Phenylketonuria (PKU) is a rare genetic disorder causing a deficiency in the enzyme phenylalanine hydroxylase (PAH). If untreated, PKU patients experience an excess of phenylalanine in the blood, resulting in intellectual disability and other neurological consequences. Criteria for diagnosing PKU include plasma phenylalanine concentration consistently greater than 120 µmol/L and genetic confirmation of disease-causing variants in the PAH gene.
Methods:
Evidence from citing literature references was automatically extracted using the Mastermind Genomic Intelligence Platform for the PAH gene and subject to semi-automated curation followed by manual expert review to catalog genetic variants and biochemical values for classification according to the ACMG/AMP criteria. To identify and stratify PKU cases from the literature, 66 different terms were used to capture all possible diagnoses, which were subsequently stratified by disease severity.
Results:
A total of 13,800 PKU patients were collected from 490 literature sources, 53 study locations, and 115 ethnicities. Among these patients, a total of 1611 unique PAH variants including 575 P/LP variants and 706 VUS were identified.
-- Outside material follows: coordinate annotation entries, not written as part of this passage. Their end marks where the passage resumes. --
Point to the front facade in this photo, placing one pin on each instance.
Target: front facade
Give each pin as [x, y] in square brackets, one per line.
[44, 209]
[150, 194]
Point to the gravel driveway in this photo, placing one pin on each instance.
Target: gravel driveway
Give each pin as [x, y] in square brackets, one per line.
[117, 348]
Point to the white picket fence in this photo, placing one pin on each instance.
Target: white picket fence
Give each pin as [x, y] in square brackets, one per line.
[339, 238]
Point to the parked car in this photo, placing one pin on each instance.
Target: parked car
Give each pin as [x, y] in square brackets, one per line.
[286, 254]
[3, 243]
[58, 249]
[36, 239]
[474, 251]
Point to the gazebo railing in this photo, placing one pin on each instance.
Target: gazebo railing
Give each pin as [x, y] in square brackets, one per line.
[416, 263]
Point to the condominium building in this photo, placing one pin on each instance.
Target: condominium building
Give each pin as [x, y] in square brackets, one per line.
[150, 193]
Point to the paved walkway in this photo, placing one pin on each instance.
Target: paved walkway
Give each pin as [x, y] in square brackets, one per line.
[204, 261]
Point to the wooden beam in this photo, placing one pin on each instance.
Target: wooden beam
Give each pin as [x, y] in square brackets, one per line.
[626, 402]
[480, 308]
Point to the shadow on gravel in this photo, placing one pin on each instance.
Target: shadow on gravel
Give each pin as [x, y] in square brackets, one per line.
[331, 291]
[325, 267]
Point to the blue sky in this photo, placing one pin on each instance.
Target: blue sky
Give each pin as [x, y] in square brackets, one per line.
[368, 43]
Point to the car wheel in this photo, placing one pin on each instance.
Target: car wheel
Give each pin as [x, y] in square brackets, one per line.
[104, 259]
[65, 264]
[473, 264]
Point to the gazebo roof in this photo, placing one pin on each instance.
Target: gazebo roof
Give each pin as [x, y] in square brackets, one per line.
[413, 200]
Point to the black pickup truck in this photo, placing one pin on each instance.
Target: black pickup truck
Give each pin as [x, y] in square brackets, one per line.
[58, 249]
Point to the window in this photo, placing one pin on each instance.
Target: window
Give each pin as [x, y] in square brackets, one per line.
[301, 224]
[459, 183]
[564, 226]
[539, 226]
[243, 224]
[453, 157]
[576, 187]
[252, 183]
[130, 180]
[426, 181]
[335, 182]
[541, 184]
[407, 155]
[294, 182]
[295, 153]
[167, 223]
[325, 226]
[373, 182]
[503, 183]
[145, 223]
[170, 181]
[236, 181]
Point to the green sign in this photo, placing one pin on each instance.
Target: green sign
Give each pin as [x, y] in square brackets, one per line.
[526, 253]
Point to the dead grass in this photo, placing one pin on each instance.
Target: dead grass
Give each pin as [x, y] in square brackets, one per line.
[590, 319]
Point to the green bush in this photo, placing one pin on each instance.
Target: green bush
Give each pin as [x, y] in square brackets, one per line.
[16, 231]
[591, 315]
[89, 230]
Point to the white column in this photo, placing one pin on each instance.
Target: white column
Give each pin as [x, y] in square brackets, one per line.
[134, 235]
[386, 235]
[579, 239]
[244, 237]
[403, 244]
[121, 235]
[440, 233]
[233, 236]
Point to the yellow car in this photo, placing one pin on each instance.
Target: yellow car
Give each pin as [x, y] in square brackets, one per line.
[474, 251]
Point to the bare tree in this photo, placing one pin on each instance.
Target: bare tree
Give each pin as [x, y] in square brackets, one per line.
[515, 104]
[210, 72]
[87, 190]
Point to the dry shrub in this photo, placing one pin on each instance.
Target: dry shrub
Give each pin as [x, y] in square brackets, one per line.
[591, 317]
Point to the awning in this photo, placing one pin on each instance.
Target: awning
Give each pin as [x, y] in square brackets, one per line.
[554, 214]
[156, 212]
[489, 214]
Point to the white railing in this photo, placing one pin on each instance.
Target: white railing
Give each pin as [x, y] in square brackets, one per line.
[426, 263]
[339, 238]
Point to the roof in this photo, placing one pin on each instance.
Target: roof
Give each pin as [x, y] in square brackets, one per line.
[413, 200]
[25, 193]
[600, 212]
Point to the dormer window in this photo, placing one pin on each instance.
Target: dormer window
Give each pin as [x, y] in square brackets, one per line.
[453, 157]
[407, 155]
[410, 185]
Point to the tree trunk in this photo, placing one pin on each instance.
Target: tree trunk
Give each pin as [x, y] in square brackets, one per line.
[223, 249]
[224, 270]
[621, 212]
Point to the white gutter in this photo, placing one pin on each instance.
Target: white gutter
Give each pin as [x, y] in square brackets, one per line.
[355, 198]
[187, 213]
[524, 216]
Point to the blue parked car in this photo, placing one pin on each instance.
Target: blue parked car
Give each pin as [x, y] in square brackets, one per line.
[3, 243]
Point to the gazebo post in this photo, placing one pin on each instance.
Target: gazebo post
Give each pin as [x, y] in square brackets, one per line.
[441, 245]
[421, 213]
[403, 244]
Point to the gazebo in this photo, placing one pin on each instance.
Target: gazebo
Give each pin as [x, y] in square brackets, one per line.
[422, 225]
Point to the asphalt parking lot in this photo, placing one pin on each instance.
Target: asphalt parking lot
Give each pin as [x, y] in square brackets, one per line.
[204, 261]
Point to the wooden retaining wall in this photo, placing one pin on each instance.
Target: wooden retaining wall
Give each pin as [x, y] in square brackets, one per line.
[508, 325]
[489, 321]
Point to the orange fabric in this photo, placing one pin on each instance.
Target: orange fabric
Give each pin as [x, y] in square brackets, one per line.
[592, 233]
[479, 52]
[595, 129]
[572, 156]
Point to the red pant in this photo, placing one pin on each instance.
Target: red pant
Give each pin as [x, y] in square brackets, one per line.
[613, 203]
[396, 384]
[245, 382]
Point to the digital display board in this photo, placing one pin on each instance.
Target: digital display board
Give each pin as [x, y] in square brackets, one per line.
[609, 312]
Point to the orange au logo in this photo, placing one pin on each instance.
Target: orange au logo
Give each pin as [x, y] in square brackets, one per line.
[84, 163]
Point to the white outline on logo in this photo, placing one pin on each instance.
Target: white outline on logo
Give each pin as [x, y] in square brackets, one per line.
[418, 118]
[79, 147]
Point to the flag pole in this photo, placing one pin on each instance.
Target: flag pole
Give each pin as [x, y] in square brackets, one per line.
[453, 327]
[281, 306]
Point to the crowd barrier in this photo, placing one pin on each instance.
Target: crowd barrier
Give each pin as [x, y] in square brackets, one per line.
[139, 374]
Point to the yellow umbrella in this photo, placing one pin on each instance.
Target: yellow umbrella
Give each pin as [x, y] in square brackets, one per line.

The most recurrently encountered variants were p.Arg408Trp (3,142 patients), c.1066-11G>A (1,446), p.Arg261Gln (1,156), and p.Arg243Gln (1,122) and were all designated as pathogenic. Whereas every one of these patients had PAH variants, values for plasma phenylalanine concentration levels were reported for only 5053 (37%) among whom 99% had levels above the diagnostic threshold of 120 µmol/L demonstrating a consistency in application of biochemical diagnostic criteria. However for the majority of these patients, functional studies are absent. Because of this lack of functional evidence, the ability to make likely pathogenic or pathogenic designations for the associated variants is delimited. Specifically, only 723 (54%) PAH variants in this dataset had phenylalanine values reported in the literature. However, 100% of variants with a biochemical threshold reported in the literature had at least one value that met the threshold strongly suggesting that patient-associated variants are likely to have functional studies demonstrating the deleterious effects on protein function if tested. Excluding the cohort of patients without biochemical data from the variant assessment results in 46% of the PAH variants likely being downgraded with VUS variants and their classification particularly impacted by the lack of biochemical information accompanying clinical reports in the literature (53% VUS downgrades) as compared to 32% pathogenic variant downgrades.
Conclusion:
Classification of PAH variants is significantly impacted by the extent of reported biochemical values. Only 37% of PKU patients in literature had a reported value for plasma phenylalanine concentration levels and only 46% of PAH variants had associated functional studies. PAH variants without biochemical data that might undergo classification downgrades could have a large impact on carrier screening for individuals with biochemical results that are near the threshold.